By the close of 1864, Abraham Lincoln had been reelected, the Union army had taken Nashville from General Hood, and Sherman had concluded his total war, “slash-and-burn” march of destruction to Savannah, Georgia, offering it as a Christmas present to Lincoln. Nevertheless, with everything seemingly falling to pieces, the South still held out hope of some sort of miracle, and Davis even attempted to send a peace delegation to meet with Lincoln in the early months of 1865. On January 28, 1865 as Union General Ulysses S. Grant was continuing to lay siege to Lee’s army at Petersburg, Virginia, Davis sent three commissioners headed by Vice-President Stephens to initiate informal peace talks with Lincoln. By February 3, however, the talks, known as the Hampton Roads Conference, came to a stalemate as Lincoln would accept nothing less than total union, while Davis would only accept Southern independence.
Even at that point, the South was clearly on its last legs. General George H. Thomas destroyed John Bell Hood’s Confederate army at the battles of Nashville and Franklin, leaving only two large Confederate armies still in the field. Lee's army was weakened by desertion, lack of supplies and casualties, and Joseph E. Johnston’s army could barely resist against Sherman’s army as it was advancing north toward Virginia.

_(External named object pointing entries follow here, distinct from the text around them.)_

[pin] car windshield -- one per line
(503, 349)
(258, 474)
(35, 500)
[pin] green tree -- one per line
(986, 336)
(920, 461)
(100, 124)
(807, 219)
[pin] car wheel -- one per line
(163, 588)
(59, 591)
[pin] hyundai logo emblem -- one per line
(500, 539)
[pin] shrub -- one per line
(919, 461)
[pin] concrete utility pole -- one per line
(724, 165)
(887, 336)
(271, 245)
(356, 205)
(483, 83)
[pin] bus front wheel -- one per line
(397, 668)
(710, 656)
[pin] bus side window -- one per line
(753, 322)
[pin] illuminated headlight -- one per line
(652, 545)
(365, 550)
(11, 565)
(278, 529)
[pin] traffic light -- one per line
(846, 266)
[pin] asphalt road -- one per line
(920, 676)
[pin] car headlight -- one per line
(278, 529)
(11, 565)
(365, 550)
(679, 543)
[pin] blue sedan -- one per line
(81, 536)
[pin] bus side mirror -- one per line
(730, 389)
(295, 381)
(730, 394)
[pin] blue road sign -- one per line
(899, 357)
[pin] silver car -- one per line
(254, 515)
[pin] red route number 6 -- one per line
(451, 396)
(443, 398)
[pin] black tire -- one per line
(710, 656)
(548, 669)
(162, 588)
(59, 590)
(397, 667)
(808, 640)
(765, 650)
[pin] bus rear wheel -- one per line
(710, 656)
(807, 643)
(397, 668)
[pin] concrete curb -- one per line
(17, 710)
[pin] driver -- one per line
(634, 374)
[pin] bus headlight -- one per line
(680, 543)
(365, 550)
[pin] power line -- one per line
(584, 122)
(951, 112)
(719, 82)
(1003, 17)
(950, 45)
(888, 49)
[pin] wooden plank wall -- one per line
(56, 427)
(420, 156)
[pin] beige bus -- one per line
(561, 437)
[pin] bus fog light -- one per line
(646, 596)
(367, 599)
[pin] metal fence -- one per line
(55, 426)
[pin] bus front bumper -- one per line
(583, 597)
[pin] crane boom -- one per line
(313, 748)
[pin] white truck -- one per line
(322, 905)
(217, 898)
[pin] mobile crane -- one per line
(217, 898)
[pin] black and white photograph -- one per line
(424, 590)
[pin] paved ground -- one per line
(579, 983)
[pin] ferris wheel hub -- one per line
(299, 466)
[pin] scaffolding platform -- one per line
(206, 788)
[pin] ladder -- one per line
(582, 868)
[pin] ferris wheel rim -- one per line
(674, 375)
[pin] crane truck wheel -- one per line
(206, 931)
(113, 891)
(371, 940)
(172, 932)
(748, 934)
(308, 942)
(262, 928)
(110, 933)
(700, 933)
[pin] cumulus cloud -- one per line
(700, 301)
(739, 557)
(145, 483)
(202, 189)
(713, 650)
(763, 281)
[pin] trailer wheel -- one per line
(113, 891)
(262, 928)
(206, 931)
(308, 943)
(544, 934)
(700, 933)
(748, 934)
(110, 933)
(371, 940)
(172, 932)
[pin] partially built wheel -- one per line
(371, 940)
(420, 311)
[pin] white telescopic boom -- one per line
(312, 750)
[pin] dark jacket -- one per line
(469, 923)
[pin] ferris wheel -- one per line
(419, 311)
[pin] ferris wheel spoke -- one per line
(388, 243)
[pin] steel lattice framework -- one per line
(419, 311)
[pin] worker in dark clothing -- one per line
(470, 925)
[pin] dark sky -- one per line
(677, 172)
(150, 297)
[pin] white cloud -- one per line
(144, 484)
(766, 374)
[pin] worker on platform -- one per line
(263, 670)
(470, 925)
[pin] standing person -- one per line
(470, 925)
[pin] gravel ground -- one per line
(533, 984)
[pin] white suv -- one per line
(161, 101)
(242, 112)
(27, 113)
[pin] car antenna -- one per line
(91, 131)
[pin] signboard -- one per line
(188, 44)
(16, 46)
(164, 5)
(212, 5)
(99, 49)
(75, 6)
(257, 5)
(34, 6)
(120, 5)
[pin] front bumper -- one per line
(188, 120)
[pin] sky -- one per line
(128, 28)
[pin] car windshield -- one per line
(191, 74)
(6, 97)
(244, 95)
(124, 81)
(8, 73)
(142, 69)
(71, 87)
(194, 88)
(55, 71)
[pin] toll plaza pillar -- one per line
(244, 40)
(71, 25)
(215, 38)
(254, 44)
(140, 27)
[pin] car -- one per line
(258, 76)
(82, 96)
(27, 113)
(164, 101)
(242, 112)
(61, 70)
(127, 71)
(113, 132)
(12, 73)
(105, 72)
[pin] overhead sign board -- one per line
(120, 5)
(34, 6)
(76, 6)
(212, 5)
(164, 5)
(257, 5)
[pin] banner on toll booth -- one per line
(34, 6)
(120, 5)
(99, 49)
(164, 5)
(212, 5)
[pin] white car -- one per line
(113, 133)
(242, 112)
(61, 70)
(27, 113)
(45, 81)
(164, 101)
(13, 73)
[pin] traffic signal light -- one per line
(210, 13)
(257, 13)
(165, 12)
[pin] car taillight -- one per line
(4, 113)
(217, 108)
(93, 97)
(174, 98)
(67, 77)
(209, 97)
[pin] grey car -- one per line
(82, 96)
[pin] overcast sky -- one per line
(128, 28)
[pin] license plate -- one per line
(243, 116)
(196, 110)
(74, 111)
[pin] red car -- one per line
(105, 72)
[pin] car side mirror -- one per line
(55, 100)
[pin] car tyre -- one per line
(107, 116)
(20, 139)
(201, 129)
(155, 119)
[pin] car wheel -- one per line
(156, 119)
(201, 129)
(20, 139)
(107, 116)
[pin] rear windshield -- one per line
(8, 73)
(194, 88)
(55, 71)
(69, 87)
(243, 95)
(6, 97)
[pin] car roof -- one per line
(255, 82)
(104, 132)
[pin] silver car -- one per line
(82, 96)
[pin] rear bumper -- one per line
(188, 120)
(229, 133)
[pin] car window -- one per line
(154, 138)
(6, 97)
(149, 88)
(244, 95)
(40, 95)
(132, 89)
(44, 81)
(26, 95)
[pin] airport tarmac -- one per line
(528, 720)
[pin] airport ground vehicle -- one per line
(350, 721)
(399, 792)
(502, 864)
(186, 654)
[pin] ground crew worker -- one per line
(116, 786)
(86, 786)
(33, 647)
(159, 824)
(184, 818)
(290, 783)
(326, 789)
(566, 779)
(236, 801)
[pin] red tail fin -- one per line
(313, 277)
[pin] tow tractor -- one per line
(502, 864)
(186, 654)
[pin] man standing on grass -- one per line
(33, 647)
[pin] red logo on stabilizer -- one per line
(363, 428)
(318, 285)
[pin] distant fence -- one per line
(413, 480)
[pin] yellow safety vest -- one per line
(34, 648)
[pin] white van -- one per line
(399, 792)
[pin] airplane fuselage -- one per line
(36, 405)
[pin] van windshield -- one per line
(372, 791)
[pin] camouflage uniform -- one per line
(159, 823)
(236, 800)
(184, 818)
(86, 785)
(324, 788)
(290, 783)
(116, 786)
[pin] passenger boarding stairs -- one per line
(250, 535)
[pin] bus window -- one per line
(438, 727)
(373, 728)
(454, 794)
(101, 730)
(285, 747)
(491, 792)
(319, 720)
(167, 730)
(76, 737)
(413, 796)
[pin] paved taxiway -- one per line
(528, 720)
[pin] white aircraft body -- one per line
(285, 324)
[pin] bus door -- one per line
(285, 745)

To most observers, the South was clearly reaching its end, but Davis had no intention of quitting the war. Even while he was fleeing, he attempted to order Confederate generals in the field to keep fighting. On April 9, 1865, Lee formally surrendered his weary army to Grant at Appomattox. Appomattox is frequently cited as the end of the Civil War, but there still remained several Confederate armies across the country, mostly under the command of General Joseph E. Johnston.